Teach Not Fools, But Encourage The Wise

Tuesday, March 24, 2009 | Labels: , , , , , , , , | |

The modern Christian movement has placed much effort in the rebuke of fools.  Fools, in this sense, is not a derogatory term but are those who ignore the truths of reality in the realm of cause and consequence to perpetuate their lifestyle.  Instead, their wisdom is found in the world of sensual pleasure and self-exalted philosophy.  

Ravi Zacharias once said about our generation, "How do you reach a generation that listens with its eyes and thinks with its feelings?"

I merit this challenge as the greatest demand of the Christians of my generation.  Fools are those who think with their feelings.  The moods of man are highly fluctuational depending on that which delights his senses at a particular time.  In the test of truth, senses are deceiving, and fail to yield long term happiness.  

The distraction Satan has placed before us is one of blind challenge.  The modern Christian tries dearly to both justify and exemplify the truth of Jesus Christ to those who think with their senses.  The result is always that of disappointment and shattered faith.  Faith is lost because their efforts to help those they love yield little to no results.

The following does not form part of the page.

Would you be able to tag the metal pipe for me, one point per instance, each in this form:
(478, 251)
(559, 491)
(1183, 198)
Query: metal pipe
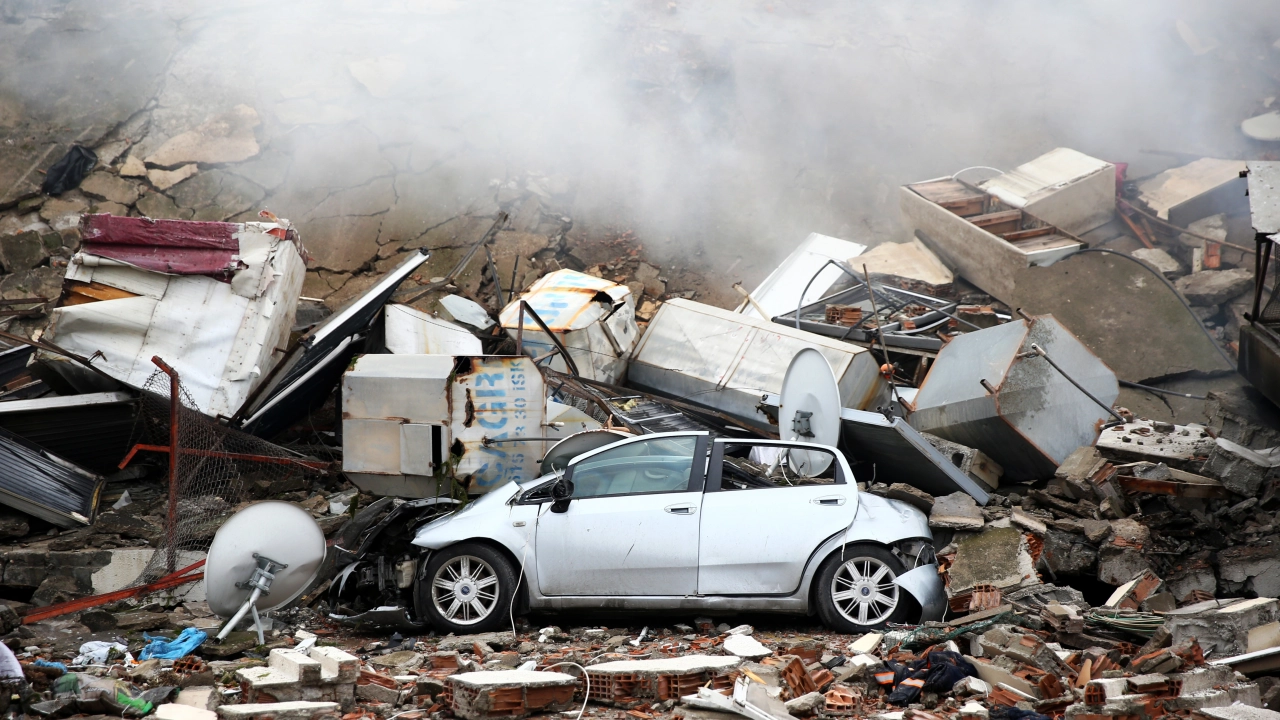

The Bible clearly defines the uselessness attempting to teach the the truths of Christ to fools.
"A fool hath no delight in understanding, but that his heart may discover itself." - Proverbs 18:2
"The way of a fool is right in his own eyes: but he that hearkeneth unto counsel is wise." - Proverbs 12:15
A Christian can expell much of their energy in the attempt to teach wisdom to fools.  Fools, in turn, will find pleasure in the twisting of their wise words to fit their sensual lives.  The fool understands that giving into God means to give up the life of sensual truth.  No longer are they subject to their own will, but to the will of one who will reveal their worldly pleasures as the path to death.
“Education without values, as useful as it is, seems rather to make man a more clever devil.” — C.S. Lewis, Mere Christianity
Attempting to teach fools merely opens the Christian to vulnurability of receiving hatred from the world.  Those who have hardened their hearts against wisdom have already made themselves the enemy of the truth.  As with any battle, the fool sees the enemy as one that needs defeated, not tolerated.

It seems evident, the work of the modern Christian should focus it's efforts on teaching and encouraging those who are willing to subject themselves to the spirit of truth.  A person of this stature is one who has humility and has admitted they are open to the possibilities of truths beyond their sensual perceptions.  Many times, it is those who have reached a moral bankruptcy while living under the poor wisdom of fools.

The Christian faith offers truth for both the mind and the heart.  It bears answers to questions even avid skeptics have found perplexing.  For those who hunger for the truth of Christ through the mind, they ought to seek the writings of those who have endured the same intellectual challenges.

God has a way of reaching fools, in his own time.  The role of the Christian is to pray for those who do not seek his wisdom.  The fool doesn't believe in God's wisdom because of his heart, not his mind.  Jesus Christ, as the master of the heart, is the only one who can open the will of those who have hardened their hearts to his word.
"Ultimately, the problem with man is not the absence of evidence, it is the suppression of it." - Ravi Zacharias
C.S. Lewis was, for a large portion of his life, a staunch Atheist.  He challenged the Christian faith, as well as others, on all facets of the truth.  He was not a man of poor intelligence, he was one who seeked deeper answers to lifes more complex questions. Ravi Zacharias, who heads up RZIM, has made it his life's pursuit to accept the most intellectual of challenges from both theists and atheists against Christianity.  He often illustrates no other argument is near as coherent and filled with the wisdom and truth of life.

Seek not to change the minds of fools, pray that their hearts open to the necessity of God's wisdom.  Through actions and words, seek to bring enlightenment to those who openly love wisdom, of whose heart Jesus has already softened to the need for his truths.